その後、水彩紙の裏面にハケなどで水を塗り、紙全体にたっぷり水を含ませます。

水をまんべんなく含ませたら、数分置いて、紙にしっかり水を浸透させます。
紙の種類や厚みによって水の入り方は少し変わりますが、全体がしっとりして、紙が少し伸びたように感じるくらいまで水を含ませます。
今回は撮影用に小さめのハケを使っていますが、実際には紙のサイズに合った、もう少し大きめのハケの方が塗りやすいです。
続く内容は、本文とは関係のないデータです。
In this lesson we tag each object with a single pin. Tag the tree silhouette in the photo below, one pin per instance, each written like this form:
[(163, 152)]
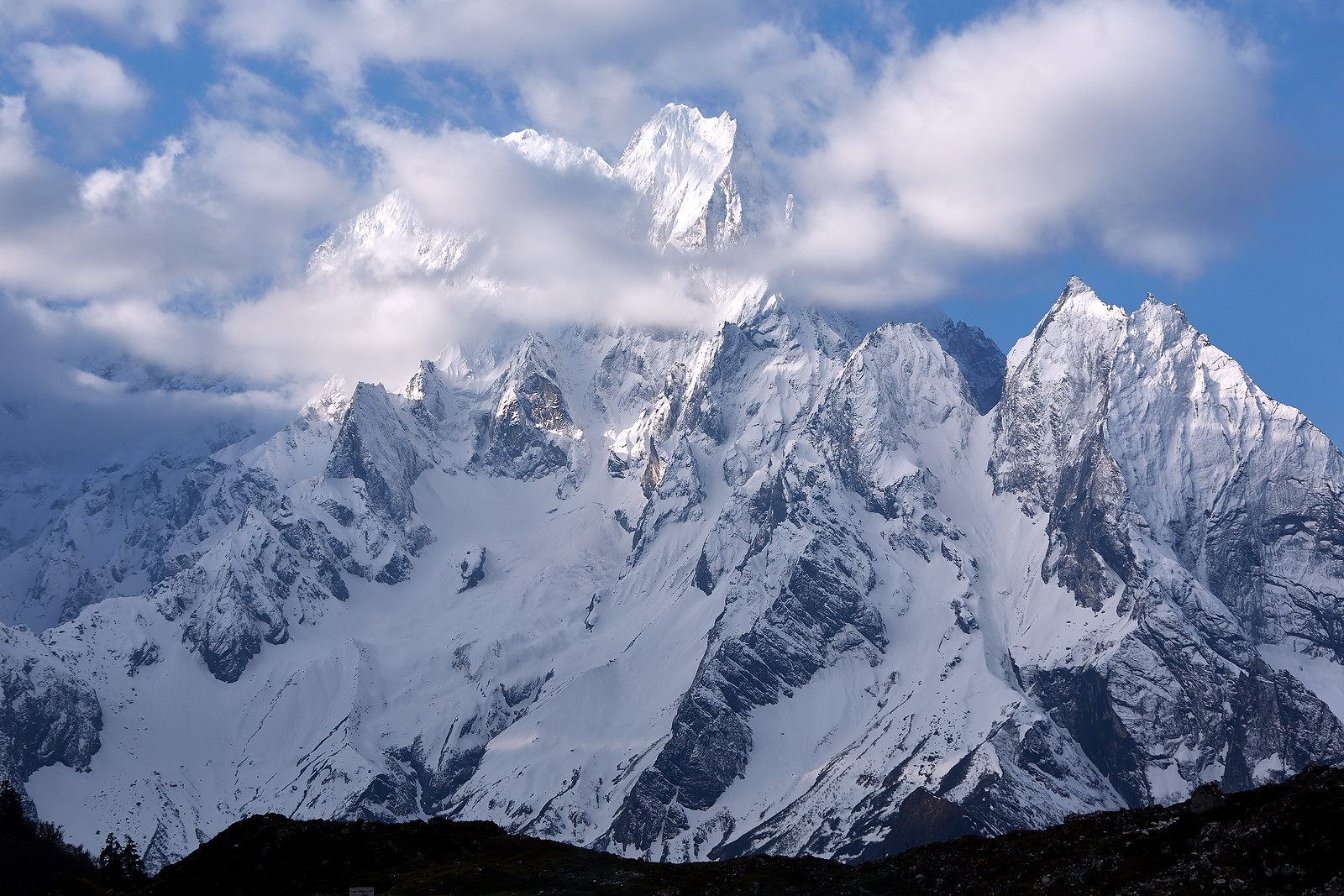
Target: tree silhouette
[(132, 866), (13, 824), (109, 860)]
水がしっかり浸透したら、水張りテープの接着面にハケで水をつけます。
まず長い辺から、紙をパネルの側面に折り込むようにして貼りつけます。
反対側の長い辺も同じように貼り、最後に上下を貼っていきます。
紙とパネルの間に空気が入っている場合は、清潔な布などで紙の上から軽く押さえるようにして、空気を抜いてからテープを貼るときれいに仕上がります。

角の部分は、画像のように折り込んで貼ります。
下にはみ出した部分は、パネルの裏側に折り込んで固定します。
角は少し難しく感じるかもしれませんが、最初から完璧にきれいにしようとしなくても大丈夫です。
まずは、紙がしっかり固定されて、乾いた時にピンと張ればOKです。

これでパネル張りは完成です。
このまま完全に乾くまで置いておきます。
できれば1日ほど置くと安心ですが、急いでいる場合はドライヤーを使って乾かしても大丈夫です。
ただし、ドライヤーを近づけすぎると乾き方にムラが出ることがあるので、少し離して全体を均一に乾かすようにします。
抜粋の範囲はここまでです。